SGML, hypertext, and object-oriented technology have all been in the eye of the information hurricane in the last ten years. While you still see the occasional doctor’s office whose receptionist still uses a DOS program that doesn’t support a mouse, most machines today use the “point and click” type of interface that makes computers friendly and desirable enough to pay $2000 or more for. They play music and movies from CD-ROMs and they even show TV programs and play the radio. But computers are learning to communicate better not only with people, but with themselves.

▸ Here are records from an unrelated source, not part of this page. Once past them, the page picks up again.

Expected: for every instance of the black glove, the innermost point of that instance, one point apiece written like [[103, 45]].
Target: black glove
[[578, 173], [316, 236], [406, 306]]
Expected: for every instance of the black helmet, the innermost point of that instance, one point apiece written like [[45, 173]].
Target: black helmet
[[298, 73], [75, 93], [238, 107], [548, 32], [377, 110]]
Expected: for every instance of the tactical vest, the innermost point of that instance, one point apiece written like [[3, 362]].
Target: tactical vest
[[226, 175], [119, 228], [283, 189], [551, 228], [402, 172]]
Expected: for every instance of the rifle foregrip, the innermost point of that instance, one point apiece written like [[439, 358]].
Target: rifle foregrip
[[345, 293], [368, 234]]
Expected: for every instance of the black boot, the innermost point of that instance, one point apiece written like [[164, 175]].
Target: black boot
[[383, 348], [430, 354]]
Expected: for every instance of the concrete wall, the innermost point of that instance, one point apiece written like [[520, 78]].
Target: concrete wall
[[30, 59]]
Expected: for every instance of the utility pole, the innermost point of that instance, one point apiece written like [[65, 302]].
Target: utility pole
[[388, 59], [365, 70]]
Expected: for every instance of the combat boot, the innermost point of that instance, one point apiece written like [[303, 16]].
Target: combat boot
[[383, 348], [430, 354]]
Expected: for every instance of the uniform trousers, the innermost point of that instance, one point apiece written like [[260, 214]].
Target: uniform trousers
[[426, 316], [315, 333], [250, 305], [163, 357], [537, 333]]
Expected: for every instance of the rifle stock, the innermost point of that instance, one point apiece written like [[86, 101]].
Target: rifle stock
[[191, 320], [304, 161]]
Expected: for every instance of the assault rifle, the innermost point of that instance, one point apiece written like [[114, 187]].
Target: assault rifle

SGML is now in the eye of the storm because, recently, computers have begun talking together on a wide scale. The explosion of the Internet is the first massive venture into electronic document sharing by people all over the planet. SGML is what enables all these diverse people, with their changing languages, merging cultures, and exploding information revolutions, to communicate via computers that actually understand one another despite all the upheaval. When combined with hypertext and the familiar point and click computer interfaces, SGML allows document sharing on the scale of the World Wide Web, electronic tax return filing for a nation, and perhaps even document sharing between NASA space shuttles and ground control.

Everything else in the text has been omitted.